Tests: 75 → 80. New coverage:
- detect() vendor-string matrix: kimi-cli / kimi-code / moonshot accepted,
  unrelated "kimi keyboard input manager" rejected
- isProcessRunning rejects `cat kimi.log` / `vim ~/.kimi/config.toml`
- isProcessRunning accepts `python -m kimi`
- Native signal falls back to UUID-dir mtime during the empty-bucket race
- Symlinked workspace path matches the realpath-hashed bucket

Verified end-to-end against real kimi-cli 1.38.0:
- detect() → true (via `kimi info` vendor match)
- getSessionInfo → correct summary + UUID
- getRestoreCommand → matches kimi's own resume hint

* fix(plugin-kimicode): address inline review from illegalcall

Addresses all 10 inline comments on PR ComposioHQ#1390.

Load-bearing fixes:

[#6 line 327] detectActivity ordering was wrong
  The old code checked the idle prompt (`^kimi>\s*$`) before approval/error
  patterns. Real kimi UI re-renders `kimi>` on the last line when asking for
  a confirmation, so \`(Y)es/(N)o\\nkimi>\` was misclassified as idle and the
  session would sit forever looking quiet while actually blocked on input.
  Reordered to: waiting_input → blocked → idle → active. Matches codex/aider.

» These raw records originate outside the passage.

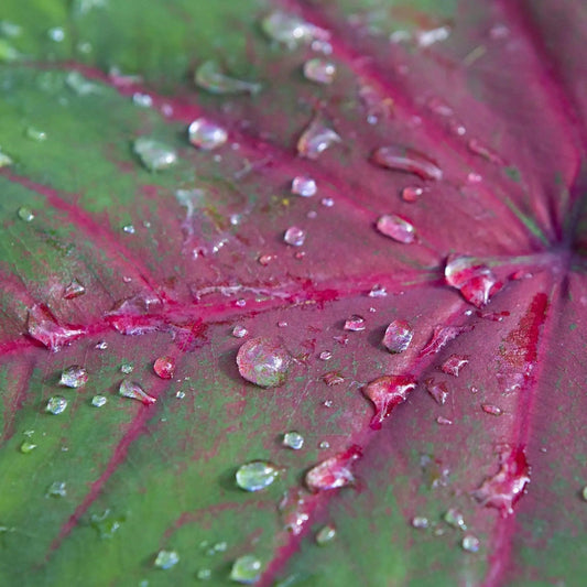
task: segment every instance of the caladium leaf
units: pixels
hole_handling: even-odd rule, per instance
[[[581,583],[581,2],[0,19],[2,585]]]

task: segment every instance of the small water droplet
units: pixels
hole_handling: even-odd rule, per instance
[[[261,84],[254,81],[244,81],[226,75],[218,62],[213,59],[204,62],[196,69],[194,75],[196,86],[210,94],[235,95],[235,94],[259,94],[262,89]]]
[[[65,410],[67,409],[67,400],[63,398],[62,395],[53,395],[53,398],[50,398],[47,401],[47,405],[45,407],[45,411],[50,414],[63,414]]]
[[[474,536],[472,534],[467,534],[463,542],[460,543],[464,551],[467,551],[468,553],[476,553],[479,552],[479,546],[481,545],[479,539],[477,536]]]
[[[65,388],[83,388],[88,381],[88,373],[79,365],[72,365],[62,371],[59,385]]]
[[[314,196],[317,191],[316,182],[307,175],[297,175],[292,180],[292,194],[308,198]]]
[[[31,210],[31,208],[28,208],[26,206],[21,206],[17,214],[19,215],[19,218],[21,220],[24,220],[25,222],[32,222],[34,220],[33,211]]]
[[[163,171],[177,163],[174,149],[149,137],[135,139],[132,149],[149,171]]]
[[[118,388],[118,393],[122,398],[130,398],[131,400],[138,400],[144,405],[156,402],[156,398],[149,395],[139,383],[124,379]]]
[[[377,229],[379,232],[389,237],[390,239],[410,244],[416,238],[414,226],[401,216],[395,214],[385,214],[377,221]]]
[[[336,528],[333,525],[325,525],[316,533],[316,544],[324,546],[336,537]]]
[[[383,336],[383,346],[393,354],[403,352],[410,346],[414,330],[405,320],[393,320]]]
[[[381,146],[373,152],[371,160],[381,167],[413,173],[422,180],[439,181],[443,177],[443,172],[435,161],[410,148]]]
[[[240,556],[232,563],[229,578],[235,583],[252,585],[261,576],[261,561],[252,554]]]
[[[283,446],[300,450],[304,446],[304,437],[295,431],[287,432],[283,435]]]
[[[67,496],[67,486],[64,481],[53,481],[48,488],[45,497],[47,498],[64,498]]]
[[[283,240],[292,247],[302,247],[306,240],[306,231],[296,226],[291,226],[283,235]]]
[[[352,314],[352,316],[345,320],[344,328],[345,330],[350,330],[352,333],[360,333],[366,328],[365,318],[358,314]]]
[[[463,517],[463,513],[460,513],[460,511],[456,508],[450,508],[449,510],[447,510],[447,512],[444,514],[444,521],[453,528],[457,528],[464,531],[467,530],[465,518]]]
[[[198,118],[187,129],[189,142],[197,149],[214,151],[228,141],[228,132],[207,118]]]
[[[311,491],[338,489],[355,482],[350,466],[361,457],[361,449],[352,445],[344,453],[323,460],[306,472],[305,482]]]
[[[320,153],[343,139],[319,120],[313,120],[297,141],[297,153],[307,159],[318,159]]]
[[[316,84],[331,84],[336,76],[334,63],[320,58],[308,59],[304,63],[304,77]]]
[[[174,567],[180,562],[180,555],[175,551],[159,551],[155,562],[156,568],[167,569]]]
[[[153,363],[153,371],[161,379],[171,379],[175,373],[175,359],[173,357],[159,357]]]
[[[246,491],[261,491],[269,487],[280,475],[280,470],[265,460],[253,460],[237,470],[237,485]]]
[[[94,395],[94,398],[91,398],[91,405],[94,405],[94,407],[102,407],[107,402],[108,398],[106,395]]]

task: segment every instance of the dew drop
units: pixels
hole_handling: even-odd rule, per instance
[[[175,359],[173,357],[159,357],[153,363],[153,371],[161,379],[171,379],[175,373]]]
[[[283,240],[292,247],[302,247],[306,240],[306,231],[296,226],[291,226],[283,235]]]
[[[174,567],[180,562],[180,555],[175,551],[159,551],[155,562],[156,568],[166,570]]]
[[[316,84],[331,84],[336,76],[334,63],[320,58],[308,59],[304,63],[304,77]]]
[[[265,460],[253,460],[237,470],[237,485],[246,491],[261,491],[269,487],[280,475],[280,470]]]
[[[214,151],[228,141],[228,132],[207,118],[198,118],[187,129],[189,142],[203,151]]]
[[[307,175],[297,175],[292,181],[292,194],[308,198],[316,195],[317,191],[316,182]]]
[[[393,171],[403,171],[422,180],[442,180],[441,167],[424,153],[404,146],[381,146],[372,156],[373,163]]]
[[[196,86],[210,94],[236,95],[236,94],[259,94],[261,84],[244,81],[226,75],[218,62],[207,61],[199,65],[194,75]]]
[[[333,525],[325,525],[318,530],[316,534],[316,544],[324,546],[336,537],[336,528]]]
[[[149,137],[135,139],[132,149],[149,171],[163,171],[177,163],[177,153],[174,149]]]
[[[47,405],[45,407],[45,411],[50,414],[63,414],[65,410],[67,409],[67,400],[63,398],[62,395],[53,395],[53,398],[50,398],[47,401]]]
[[[144,405],[149,405],[151,403],[156,402],[156,398],[153,398],[145,393],[145,391],[139,385],[139,383],[135,383],[133,381],[129,381],[128,379],[124,379],[120,387],[118,388],[118,393],[122,398],[130,398],[131,400],[138,400],[142,402]]]
[[[414,226],[401,216],[395,214],[385,214],[377,221],[377,229],[379,232],[389,237],[390,239],[410,244],[416,238]]]
[[[320,153],[343,139],[319,120],[313,120],[297,140],[297,153],[306,159],[318,159]]]
[[[261,388],[275,388],[285,383],[290,355],[275,340],[251,338],[237,355],[240,374]]]
[[[283,435],[283,446],[292,448],[293,450],[300,450],[304,446],[304,437],[295,431],[286,432]]]
[[[405,320],[393,320],[383,335],[383,346],[393,354],[403,352],[410,346],[414,330]]]
[[[261,576],[261,561],[252,554],[240,556],[232,563],[229,578],[235,583],[252,585]]]
[[[345,320],[344,328],[345,330],[350,330],[352,333],[360,333],[366,328],[365,318],[358,314],[352,314],[352,316]]]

[#2,#4,#8 lines 128,154,493] No stable AO↔Kimi session binding
  Discovery was pure (path-hash + recency). If the user ran kimi manually in
  the same repo, or two AO sessions shared a workspace hash, AO would attach
  to the wrong UUID — summary / activity / --resume target all corrupted.
  Now:
   - \`session.metadata.kimiSessionId\` pins a specific UUID when set; no
     fallback to recency when the pin misses (fails closed, no silent drift).
   - Unpinned lookups filter UUIDs by \`liveMtime >= session.createdAt - 60s\`
     so stray dirs from prior AO sessions don't attach.
   - findKimiSessionMatch now takes the whole Session (not just workspacePath)
     so createdAt + metadata are available.

[#3 line 141] Any recent subdir was treated as a real session
  Stray temp dirs and crash leftovers would match on mtime, producing
  \`kimi --resume <garbage>\` and bogus active states. Now require
  context.jsonl OR wire.jsonl to exist before trusting a dir. The race
  fallback (empty UUID dir → dir mtime) is removed — the JSONL activity
  fallback in getActivityState covers the startup window instead.

[#5 line 191] Symlink follow outside ~/.kimi/sessions/
  \`stat()\` / \`createReadStream()\` followed symlinks without rebinding, so
  a bucket entry that's a symlink to \`/dev/zero\` or \`/etc/passwd\` would
  hang forever or leak data. Added \`isInsideKimiSessions(path)\` that realpaths
  the candidate and rejects anything outside the sessions root. Every
  bucket entry is checked before use.

Smaller cleanups:

[#1 line 89] Cache: 30s negative TTL + unbounded growth
  Negative results now cached 2s so a session appearing mid-poll is picked
  up on the next cycle. Expired entries evicted on read. Cache capped at
  256 entries with oldest-expiry pruning. Key changed to (workspacePath,
  pinnedUuid) so two AO sessions in the same bucket can't poison each
  other's cache entry.

[#7 line 440] Duplicate argv0Re regex — use the const.

[#9 line 532] maxBuffer: 4096 → 65536. Future \`kimi info\` releases that add
  plugin listings or telemetry banners won't silently break detect() with
  swallowed ENOBUFS.

[#10 test line 650] macOS test breakage: /var/folders is a symlink to
  /private/var/folders, so fakeHome under tmpdir() is a symlink path, while
  the plugin realpaths before hashing. Wrap the mkdtempSync in realpathSync
  so tests agree with the plugin on the canonical path. Linux CI masked this.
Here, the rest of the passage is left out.